In conclusion, I will examine some cases (with special reference to Marques 2024) where these processes of identity construction seem to prompt the hearer to disregard the shared rules through which, in principle, a shared meaning is established. In other words, to assert their own identity, the hearer may choose to overlook the communicative intention that the speaker has made accessible through shared rules – with potentially dangerous consequences for social relationships. This supports the argument that it is essential to distinguish between two sets of factors: those that produce the “normal” interpretation, governed by shared rules, and those that represent a deviation, driven by the need for identity construction (but with a final caveat).
Bibliography
Garfinkel, H. 1964. Studies of the routine grounds of everyday activities. Social problems, 11(3), 225-250.

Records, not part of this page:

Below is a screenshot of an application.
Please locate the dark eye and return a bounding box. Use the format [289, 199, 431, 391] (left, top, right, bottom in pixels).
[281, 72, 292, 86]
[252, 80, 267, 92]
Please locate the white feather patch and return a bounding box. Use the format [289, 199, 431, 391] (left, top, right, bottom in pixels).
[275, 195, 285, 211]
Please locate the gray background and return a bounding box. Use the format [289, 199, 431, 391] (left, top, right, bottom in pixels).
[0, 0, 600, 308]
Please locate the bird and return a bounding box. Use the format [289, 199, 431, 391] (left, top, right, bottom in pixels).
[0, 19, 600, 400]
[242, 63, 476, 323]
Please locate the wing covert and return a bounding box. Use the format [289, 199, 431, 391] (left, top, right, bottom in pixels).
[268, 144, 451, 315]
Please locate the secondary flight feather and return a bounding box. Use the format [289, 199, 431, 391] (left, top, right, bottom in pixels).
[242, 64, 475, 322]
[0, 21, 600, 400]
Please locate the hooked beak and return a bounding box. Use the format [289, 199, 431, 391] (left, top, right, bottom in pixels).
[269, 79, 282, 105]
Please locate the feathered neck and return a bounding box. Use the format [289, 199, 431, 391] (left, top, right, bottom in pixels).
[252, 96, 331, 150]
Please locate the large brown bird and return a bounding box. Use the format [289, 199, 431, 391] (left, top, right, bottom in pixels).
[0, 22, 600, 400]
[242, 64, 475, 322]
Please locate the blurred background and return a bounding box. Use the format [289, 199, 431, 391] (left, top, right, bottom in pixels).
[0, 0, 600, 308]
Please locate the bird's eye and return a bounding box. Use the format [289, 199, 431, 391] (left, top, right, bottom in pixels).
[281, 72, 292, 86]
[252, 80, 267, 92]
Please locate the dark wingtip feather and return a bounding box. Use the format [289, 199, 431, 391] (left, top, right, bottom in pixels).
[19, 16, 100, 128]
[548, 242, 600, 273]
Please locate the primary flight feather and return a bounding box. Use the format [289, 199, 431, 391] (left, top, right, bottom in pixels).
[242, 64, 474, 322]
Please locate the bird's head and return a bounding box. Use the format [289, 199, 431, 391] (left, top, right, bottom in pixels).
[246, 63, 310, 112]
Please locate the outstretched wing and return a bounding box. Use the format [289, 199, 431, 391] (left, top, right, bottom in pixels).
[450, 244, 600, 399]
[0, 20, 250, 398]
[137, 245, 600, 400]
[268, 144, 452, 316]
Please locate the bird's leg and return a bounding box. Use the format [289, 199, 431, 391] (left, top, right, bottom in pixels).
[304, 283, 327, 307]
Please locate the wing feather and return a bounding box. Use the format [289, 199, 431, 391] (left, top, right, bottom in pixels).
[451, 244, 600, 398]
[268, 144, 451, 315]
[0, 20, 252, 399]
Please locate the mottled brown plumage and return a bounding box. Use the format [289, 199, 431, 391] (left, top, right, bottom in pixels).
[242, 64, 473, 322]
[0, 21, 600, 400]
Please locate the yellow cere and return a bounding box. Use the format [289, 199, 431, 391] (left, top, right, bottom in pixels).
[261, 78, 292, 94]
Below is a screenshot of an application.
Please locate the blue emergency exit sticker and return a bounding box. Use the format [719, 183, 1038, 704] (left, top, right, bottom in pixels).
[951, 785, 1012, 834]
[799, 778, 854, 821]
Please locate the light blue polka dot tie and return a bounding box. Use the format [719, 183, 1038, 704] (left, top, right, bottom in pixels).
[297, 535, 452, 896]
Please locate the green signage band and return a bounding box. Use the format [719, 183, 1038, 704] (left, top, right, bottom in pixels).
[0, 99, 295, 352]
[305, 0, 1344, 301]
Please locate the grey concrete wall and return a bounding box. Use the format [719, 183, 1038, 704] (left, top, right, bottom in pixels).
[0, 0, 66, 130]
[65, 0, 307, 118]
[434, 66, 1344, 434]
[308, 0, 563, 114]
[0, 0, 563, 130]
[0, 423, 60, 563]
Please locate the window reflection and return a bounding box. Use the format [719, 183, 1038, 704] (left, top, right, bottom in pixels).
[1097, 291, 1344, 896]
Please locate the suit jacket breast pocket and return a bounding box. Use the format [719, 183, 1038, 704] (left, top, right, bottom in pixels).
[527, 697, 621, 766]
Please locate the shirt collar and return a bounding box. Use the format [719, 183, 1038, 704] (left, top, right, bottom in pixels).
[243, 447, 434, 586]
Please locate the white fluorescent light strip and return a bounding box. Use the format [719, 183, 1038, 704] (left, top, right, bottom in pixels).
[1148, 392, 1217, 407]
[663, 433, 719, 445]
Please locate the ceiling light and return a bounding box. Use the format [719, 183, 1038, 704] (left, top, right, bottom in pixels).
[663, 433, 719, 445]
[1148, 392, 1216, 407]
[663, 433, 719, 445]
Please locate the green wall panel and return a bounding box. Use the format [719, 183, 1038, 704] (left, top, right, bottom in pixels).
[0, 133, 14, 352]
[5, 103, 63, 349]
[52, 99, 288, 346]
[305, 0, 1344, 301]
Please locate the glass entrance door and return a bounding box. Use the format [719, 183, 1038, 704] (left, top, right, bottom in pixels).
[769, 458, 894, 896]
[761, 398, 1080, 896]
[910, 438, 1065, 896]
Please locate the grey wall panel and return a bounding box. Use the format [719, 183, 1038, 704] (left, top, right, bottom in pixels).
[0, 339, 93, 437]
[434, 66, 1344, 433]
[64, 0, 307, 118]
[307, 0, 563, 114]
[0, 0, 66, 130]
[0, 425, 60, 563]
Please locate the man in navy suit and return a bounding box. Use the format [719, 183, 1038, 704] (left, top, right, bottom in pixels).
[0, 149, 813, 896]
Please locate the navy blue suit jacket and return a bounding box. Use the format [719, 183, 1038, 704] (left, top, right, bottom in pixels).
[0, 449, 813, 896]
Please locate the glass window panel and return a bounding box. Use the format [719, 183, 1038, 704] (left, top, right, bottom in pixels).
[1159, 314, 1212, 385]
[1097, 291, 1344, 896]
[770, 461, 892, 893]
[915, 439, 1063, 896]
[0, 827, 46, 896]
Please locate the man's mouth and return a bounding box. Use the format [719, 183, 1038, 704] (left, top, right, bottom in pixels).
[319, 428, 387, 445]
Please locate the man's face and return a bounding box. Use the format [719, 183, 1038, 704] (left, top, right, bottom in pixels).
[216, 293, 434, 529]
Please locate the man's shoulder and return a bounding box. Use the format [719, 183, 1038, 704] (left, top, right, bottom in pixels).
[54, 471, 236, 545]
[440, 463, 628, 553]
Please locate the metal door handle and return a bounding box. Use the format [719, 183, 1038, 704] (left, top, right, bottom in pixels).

Hansen, M. B. M., & Terkourafi, M. 2023. We need to talk about Hearer's Meaning!. Journal of pragmatics, 208, 99-114.
Haugh, M. 2013. Speaker meaning and accountability in interaction. Journal of Pragmatics, 48(1), 41-56.
Marques, T. 2024. How slurs enact norms, and how to retract them. Synthese, 203(5), 1-21.
Mazzone, M. submitted a. Communicative intentions: between negotiation of meaning and coordination practices.
Mazzone, M. submitted b. Communicative intentions: private or public? The beetle-in-the-box argument, and the issue of authority.
Sbisà, M. 2023. Intentions from the other side. In M. Sbisà, Essays on speech acts and other topics in pragmatics, 72-89. Oxford: Oxford University Press.
Terkourafi, M. 2007. Toward a universal notion of face for a universal notion of cooperation. In Kecskés, I., Kecskes, I., & Horn, L. R. (Eds.), Explorations in pragmatics: Linguistic, cognitive and intercultural aspects, 313-344. Mouton de Gruyter.
Wittgenstein, Ludwig. 1953. Philosophische Untersuchungen. Philosophical Investigations. Oxford: Blackwell.